– А, ну да. Но, Джейк. "Лапый Косочух". "Косой Чухолап". "Чухонские Лапы" всегда играют в "Сандо" по воскресеньям.
Джейк вздохнул и потряс головой.
– Знаешь, Торк, я же прошу только одного – чего? – немножко энтузиазма. Немножко рвения. Немножко страсти. – Он задумчиво наполнил легкие дымом. Вот что ему нужно, ослепительно вспыхнуло у Джейка в голове самосознание: немножко энтузиазма, немножко рвения, немножко страсти. Торку все это и вполовину так не нужно, как ему. Что он говорил? А, ну да. – И кроме того, однажды – я знаю, вообразить это трудно, но однажды – "Косолапый Копчух" может и не играть в "Сандо" по воскресеньям. И тогда знаешь что? Жизнь станет другой.

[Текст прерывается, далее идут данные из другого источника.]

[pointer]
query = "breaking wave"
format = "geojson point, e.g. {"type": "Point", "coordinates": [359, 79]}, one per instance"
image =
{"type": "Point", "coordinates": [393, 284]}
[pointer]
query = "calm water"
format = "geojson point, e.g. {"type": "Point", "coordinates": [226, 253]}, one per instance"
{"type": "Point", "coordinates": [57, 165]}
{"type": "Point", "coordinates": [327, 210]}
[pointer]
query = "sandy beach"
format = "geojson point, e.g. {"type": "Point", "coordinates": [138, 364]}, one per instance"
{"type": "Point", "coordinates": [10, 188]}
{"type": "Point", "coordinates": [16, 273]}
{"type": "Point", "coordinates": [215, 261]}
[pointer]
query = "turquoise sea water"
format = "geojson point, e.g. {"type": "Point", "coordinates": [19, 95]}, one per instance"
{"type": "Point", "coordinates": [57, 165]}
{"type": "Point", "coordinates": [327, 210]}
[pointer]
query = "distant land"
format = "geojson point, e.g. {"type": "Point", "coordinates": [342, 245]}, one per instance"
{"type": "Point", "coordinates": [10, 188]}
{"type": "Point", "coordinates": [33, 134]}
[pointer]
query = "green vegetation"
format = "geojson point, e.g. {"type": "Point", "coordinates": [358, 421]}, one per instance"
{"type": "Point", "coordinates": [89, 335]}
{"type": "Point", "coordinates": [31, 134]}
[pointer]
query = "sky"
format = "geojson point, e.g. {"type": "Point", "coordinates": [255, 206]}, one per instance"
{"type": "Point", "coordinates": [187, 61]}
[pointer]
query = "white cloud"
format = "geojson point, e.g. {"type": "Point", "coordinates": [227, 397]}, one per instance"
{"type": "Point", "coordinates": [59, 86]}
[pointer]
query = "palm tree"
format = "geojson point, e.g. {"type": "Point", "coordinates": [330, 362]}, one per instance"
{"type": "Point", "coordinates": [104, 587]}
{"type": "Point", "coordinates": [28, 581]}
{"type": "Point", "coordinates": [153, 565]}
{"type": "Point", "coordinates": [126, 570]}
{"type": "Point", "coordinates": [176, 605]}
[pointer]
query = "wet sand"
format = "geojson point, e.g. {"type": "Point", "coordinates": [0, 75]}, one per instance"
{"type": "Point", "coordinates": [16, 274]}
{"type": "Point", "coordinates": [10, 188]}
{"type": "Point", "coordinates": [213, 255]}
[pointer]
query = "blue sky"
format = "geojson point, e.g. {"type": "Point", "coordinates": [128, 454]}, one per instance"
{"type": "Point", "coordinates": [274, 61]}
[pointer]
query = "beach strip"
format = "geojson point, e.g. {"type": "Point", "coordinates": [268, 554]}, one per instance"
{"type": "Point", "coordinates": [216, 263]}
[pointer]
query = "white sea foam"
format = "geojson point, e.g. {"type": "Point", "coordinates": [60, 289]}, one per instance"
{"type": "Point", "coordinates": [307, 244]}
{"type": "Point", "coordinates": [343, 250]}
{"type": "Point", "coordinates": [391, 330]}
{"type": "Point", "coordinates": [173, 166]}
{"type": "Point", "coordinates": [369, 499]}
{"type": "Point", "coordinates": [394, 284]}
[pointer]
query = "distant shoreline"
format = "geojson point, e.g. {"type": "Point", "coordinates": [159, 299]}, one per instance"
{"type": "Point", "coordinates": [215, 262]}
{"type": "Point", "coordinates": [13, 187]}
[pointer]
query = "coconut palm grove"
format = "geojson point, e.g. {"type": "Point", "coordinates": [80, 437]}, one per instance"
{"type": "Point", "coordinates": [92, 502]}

– Жизнь полна сюрпризов, – признал Торк.
– Это так, – согласился Тристрам, вернувшись в комнату с чайным полотенцем в руках. Он не очень понимал, зачем взял его – просто в тот момент это показалось правильным. Он снова сел и повесил полотенце брату на голову. После чего нагнулся и исследовал подол своего платьица. Строчка просто, блить, изумительная.
Тук тук.
– Трист, – сказал Джейк. – Дверь.
– Я ходил в последний раз, – возмутился Тристрам.
– А, – объяснил Джейк с образцовой логичностью, – именно поэтому ты должен открыть ее и теперь. У тебя есть опыт.
Тристрам нахмурился. Он интуитивно чувствовал, что с этим доводом что-то не так, но ткнуть пальцем не мог. Он вытянул себя из бобового кресла еще раз. В линии Джейковых рассуждений явно есть какой-то изъян. Линия рассуждений. Почему она – линия рассуждений? Почему рассуждения не могут быть точкой, или плоскостью, или даже твердым телом? Может, логика – ромбоид, как бы такой кругловатый, но с углами. Тристрам выволокся из комнаты, чтобы открыть дверь.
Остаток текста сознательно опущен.